Achieved 29.3 dB single-mode squeezing.

Generated 20.5 dB double-mode squeezing.

Unified classical and quantum control via ancillary representations.

Abstract

Within a unified framework, we reveal that the seemingly disparate control approaches for classical and quantum continuous-variable systems are interconnected via differential manifolds of the ancillary representations. For classical systems, the ancillary representation is defined by the time-dependent ancillary canonical variables resulting from a symplectic transformation over the original canonical variables. Under the conditions of the Hamilton-Jacobi equation, the ancillary canonical variables act as dynamical invariants to guide the system nonadiabatically through the entire phase space.
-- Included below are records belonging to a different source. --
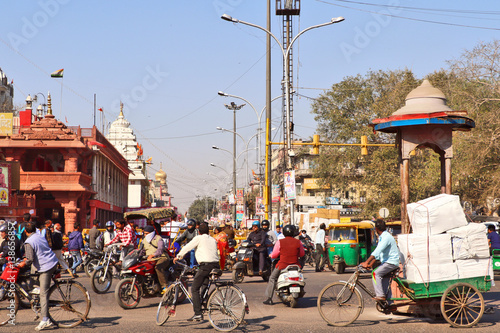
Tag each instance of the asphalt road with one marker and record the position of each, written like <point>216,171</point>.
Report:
<point>107,316</point>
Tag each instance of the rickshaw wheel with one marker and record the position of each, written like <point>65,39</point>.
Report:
<point>462,305</point>
<point>431,308</point>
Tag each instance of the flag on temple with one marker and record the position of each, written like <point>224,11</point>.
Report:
<point>58,73</point>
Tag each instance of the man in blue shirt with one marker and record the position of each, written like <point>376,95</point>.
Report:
<point>388,254</point>
<point>493,238</point>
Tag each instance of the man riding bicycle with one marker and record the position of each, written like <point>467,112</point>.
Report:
<point>388,253</point>
<point>207,255</point>
<point>38,252</point>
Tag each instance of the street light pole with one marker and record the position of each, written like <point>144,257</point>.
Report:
<point>234,108</point>
<point>285,54</point>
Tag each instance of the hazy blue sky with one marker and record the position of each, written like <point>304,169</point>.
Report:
<point>166,60</point>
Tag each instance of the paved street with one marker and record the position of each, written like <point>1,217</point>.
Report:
<point>107,316</point>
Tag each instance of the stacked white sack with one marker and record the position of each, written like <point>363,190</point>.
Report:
<point>470,242</point>
<point>470,268</point>
<point>436,215</point>
<point>429,258</point>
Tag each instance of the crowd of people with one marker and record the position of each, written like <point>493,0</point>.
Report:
<point>40,245</point>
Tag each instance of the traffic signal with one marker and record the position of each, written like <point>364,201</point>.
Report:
<point>316,144</point>
<point>364,145</point>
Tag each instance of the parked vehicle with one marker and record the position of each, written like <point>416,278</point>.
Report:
<point>139,279</point>
<point>308,258</point>
<point>102,276</point>
<point>350,244</point>
<point>91,259</point>
<point>290,285</point>
<point>247,263</point>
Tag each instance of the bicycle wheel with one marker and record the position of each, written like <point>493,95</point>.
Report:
<point>127,294</point>
<point>226,308</point>
<point>89,268</point>
<point>100,282</point>
<point>462,305</point>
<point>9,305</point>
<point>338,305</point>
<point>69,303</point>
<point>166,308</point>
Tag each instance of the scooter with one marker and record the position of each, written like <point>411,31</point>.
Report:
<point>290,285</point>
<point>247,263</point>
<point>139,279</point>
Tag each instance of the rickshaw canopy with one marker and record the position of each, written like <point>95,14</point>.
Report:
<point>150,214</point>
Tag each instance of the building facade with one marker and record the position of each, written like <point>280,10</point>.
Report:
<point>72,173</point>
<point>122,137</point>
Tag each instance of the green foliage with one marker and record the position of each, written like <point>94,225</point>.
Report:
<point>472,83</point>
<point>202,207</point>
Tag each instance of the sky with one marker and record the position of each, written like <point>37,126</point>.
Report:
<point>166,60</point>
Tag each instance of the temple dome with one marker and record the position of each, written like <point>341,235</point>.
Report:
<point>424,99</point>
<point>161,176</point>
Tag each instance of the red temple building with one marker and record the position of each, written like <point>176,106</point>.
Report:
<point>74,174</point>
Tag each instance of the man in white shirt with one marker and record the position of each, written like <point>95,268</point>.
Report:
<point>320,242</point>
<point>207,255</point>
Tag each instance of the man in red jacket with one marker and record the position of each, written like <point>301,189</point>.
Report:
<point>289,250</point>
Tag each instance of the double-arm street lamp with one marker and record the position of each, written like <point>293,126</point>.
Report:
<point>285,54</point>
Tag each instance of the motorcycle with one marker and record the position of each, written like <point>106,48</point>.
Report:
<point>308,258</point>
<point>102,276</point>
<point>290,285</point>
<point>91,259</point>
<point>139,279</point>
<point>247,263</point>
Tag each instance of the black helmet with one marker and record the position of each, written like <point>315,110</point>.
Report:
<point>289,230</point>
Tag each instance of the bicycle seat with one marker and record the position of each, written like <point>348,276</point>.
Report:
<point>394,272</point>
<point>215,273</point>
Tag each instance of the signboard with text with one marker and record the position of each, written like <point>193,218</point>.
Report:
<point>290,185</point>
<point>5,184</point>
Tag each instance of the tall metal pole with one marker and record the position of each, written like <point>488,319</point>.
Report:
<point>234,108</point>
<point>268,179</point>
<point>234,165</point>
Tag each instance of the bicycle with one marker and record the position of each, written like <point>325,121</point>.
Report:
<point>101,277</point>
<point>226,303</point>
<point>459,301</point>
<point>68,301</point>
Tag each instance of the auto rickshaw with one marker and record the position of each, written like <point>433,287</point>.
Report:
<point>350,243</point>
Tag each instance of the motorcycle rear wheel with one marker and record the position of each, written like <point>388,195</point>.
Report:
<point>89,268</point>
<point>127,294</point>
<point>238,275</point>
<point>100,283</point>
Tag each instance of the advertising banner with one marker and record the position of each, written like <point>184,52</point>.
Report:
<point>276,193</point>
<point>259,206</point>
<point>290,185</point>
<point>5,124</point>
<point>5,180</point>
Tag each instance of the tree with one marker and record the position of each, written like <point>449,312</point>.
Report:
<point>472,83</point>
<point>200,208</point>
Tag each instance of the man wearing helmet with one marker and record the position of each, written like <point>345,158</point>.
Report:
<point>271,236</point>
<point>258,237</point>
<point>289,250</point>
<point>188,235</point>
<point>109,234</point>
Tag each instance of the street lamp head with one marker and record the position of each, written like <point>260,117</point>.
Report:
<point>229,18</point>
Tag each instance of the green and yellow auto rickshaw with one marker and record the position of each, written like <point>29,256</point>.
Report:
<point>350,243</point>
The second quantization of the Liouville equation for the canonical variables leads to the Heisenberg equation for the relevant ancillary operators, which is found to be a sufficient condition to yield nonadiabatic passages towards arbitrary target states in both Hermitian and non-Hermitian systems and constrained exact solutions of the time-dependent Schroedinger equation. Using the non-Hermitian Hamiltonian rigorously derived from the Lindblad master equation, our theory is exemplified by the generation of single-mode squeezed states with a squeezing level of 29.3 dB and double-mode squeezed states with 20.5 dB, respectively.